Reductions to development levies proposed
THE GOVERNMENT proposes to significantly lower development levies and give up to a full exemption to projects that create employment.
Development levies peaked in 2007 at more than €900 million but fell to just under €200 million in 2009. Under draft guidelines to be published tomorrow, the Government proposes that local authorities lower charges associated with planning permission.
There are three types of charges: those associated with general development which benefits from local authority services, such as roads and parks; special development contributions where the local authority has to provide special services, such as a new road or relocation of pipes; and supplementary development contributions which support the delivery of schemes such as Luas extensions or the reopened Cork to Midleton railway.

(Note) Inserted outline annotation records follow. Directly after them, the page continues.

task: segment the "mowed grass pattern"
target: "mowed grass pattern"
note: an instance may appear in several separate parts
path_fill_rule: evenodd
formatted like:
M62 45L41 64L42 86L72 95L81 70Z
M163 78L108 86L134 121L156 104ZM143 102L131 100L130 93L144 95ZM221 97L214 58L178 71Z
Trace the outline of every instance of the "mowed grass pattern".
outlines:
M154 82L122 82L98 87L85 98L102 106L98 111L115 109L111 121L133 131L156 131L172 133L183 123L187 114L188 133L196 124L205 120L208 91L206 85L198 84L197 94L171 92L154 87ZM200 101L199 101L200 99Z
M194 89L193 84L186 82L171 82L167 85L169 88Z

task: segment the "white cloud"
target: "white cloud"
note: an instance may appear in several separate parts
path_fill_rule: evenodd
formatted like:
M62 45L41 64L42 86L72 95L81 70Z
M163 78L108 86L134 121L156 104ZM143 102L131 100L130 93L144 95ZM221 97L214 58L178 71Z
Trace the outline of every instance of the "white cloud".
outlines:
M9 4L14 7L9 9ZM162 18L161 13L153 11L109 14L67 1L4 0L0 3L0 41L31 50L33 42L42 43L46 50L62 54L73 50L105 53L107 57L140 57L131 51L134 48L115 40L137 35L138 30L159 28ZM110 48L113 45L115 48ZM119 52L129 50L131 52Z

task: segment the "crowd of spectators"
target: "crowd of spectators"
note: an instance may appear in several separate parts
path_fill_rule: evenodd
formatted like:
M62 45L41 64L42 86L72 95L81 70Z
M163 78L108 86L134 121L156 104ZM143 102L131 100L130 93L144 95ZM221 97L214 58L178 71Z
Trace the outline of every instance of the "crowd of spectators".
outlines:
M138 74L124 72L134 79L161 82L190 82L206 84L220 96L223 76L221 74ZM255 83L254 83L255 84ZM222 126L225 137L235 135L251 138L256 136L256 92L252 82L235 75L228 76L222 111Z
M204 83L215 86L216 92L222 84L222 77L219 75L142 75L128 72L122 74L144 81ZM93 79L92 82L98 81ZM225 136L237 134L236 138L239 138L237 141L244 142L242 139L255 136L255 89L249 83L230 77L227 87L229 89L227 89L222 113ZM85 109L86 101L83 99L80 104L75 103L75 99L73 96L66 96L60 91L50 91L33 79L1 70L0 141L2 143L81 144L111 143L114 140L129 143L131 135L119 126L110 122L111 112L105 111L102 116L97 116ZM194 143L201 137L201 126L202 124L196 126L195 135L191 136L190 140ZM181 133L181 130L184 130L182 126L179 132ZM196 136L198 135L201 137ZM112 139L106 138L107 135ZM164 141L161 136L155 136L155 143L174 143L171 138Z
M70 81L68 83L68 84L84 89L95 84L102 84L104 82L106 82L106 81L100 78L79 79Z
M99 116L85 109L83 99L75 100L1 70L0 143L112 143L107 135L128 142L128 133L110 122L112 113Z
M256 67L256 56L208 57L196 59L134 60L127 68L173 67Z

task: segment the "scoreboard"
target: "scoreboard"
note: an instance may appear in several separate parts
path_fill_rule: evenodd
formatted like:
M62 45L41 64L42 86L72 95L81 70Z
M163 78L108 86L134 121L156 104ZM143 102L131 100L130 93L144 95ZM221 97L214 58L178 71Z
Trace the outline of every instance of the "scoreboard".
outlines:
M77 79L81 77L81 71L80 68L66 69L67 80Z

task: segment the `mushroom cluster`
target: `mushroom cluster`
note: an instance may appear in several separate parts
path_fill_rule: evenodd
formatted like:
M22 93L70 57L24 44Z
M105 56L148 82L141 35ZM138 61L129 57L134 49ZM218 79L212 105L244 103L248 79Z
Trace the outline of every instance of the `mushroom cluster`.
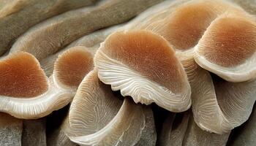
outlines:
M63 118L52 118L61 122L48 130L47 145L214 146L244 139L230 134L256 100L256 19L240 3L34 1L0 2L0 53L15 39L0 58L1 145L20 145L15 140L26 138L18 129L31 132L31 120L65 106ZM33 9L38 20L16 22ZM9 23L7 35L1 28ZM39 145L29 141L22 145Z

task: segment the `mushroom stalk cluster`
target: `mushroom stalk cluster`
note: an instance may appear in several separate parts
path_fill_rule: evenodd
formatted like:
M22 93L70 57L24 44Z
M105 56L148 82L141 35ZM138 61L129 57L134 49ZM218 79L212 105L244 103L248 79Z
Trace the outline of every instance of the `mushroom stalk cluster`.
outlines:
M239 1L0 1L0 145L253 145L256 4Z

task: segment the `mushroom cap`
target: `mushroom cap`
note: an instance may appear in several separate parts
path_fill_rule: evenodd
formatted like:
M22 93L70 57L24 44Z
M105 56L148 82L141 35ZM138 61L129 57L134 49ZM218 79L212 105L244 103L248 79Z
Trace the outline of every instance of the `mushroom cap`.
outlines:
M116 32L94 57L100 80L138 103L155 102L170 111L190 107L190 86L167 42L148 31Z
M154 22L151 29L166 39L176 50L193 48L211 22L225 9L225 4L211 1L191 1L182 4L162 21Z
M230 82L256 77L256 23L246 14L226 12L214 20L195 47L203 68Z
M239 126L249 117L255 101L255 80L229 82L211 80L207 71L198 68L191 83L192 111L202 129L224 134Z
M92 55L86 50L78 47L64 52L50 78L32 55L19 52L7 55L0 61L0 111L18 118L34 119L69 104L78 82L92 69Z
M47 77L37 60L27 53L17 53L0 61L0 95L31 98L48 89Z
M94 69L82 81L70 106L66 130L80 145L134 145L145 126L142 107L124 101Z
M20 10L29 0L1 0L0 1L0 19Z
M77 88L94 66L93 55L78 46L61 54L54 64L53 77L64 88Z

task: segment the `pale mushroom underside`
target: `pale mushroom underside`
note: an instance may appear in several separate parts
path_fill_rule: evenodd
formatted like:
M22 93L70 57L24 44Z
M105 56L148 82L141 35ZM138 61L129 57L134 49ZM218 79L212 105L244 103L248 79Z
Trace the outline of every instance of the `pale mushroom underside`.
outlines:
M142 107L124 101L100 82L97 70L82 81L71 104L66 132L80 145L134 145L145 126Z

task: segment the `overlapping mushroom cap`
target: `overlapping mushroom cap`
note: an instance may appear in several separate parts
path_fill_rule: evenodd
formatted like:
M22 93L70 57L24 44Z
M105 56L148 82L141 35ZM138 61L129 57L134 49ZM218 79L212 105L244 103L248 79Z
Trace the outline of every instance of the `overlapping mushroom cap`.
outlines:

Before the new schemes come into force, Minister for the Environment Phil Hogan and Minister of State at the Department of the Environment Jan O’Sullivan are to encourage local authorities to collect outstanding charges. These sums could be significant.
An estimated €150 million of the €300 million cost of the Luas Cherrywood extension was to be funded by development levies but much of this has yet to be paid for reasons generally associated with the downturn.
The Ministers will also encourage local authorities to continue to levy charges for water services in advance of the formal handover of services to the new authority, Irish Water.
But the draft regulations provide reductions or exemptions for “sustainable” development schemes which promote jobs. It is proposed that these would include:
* Town centre developments.
* Change-of-use permission which does not require upgraded infrastructure.
* IDA or Enterprise Ireland developments.
* Developments that progress the Government’s jobs initiative.
* Broadband and sustainable-energy initiatives.
However, incentivising employment projects with lower or no contributions would have to be fiscally neutral, according to the guidelines. They also say that “in areas prioritised for development in the core strategy” there should be a complementary adjustment in the rate outside of these areas to ensure no shortfall in the council’s budget.
Commenting on the proposed changes, Ms O’Sullivan said a key aim for future development contribution schemes “must be to promote sustainable development, secure investment in capital infrastructure and encourage jobs and growth”.
“The guidelines also include provisions for a more flexible approach to the payment of development contributions and propose lower rates in areas prioritised for development in a local authority’s core strategy.”
The draft guidelines will be subject to public consultation and final guidelines for local authorities will be published in the autumn.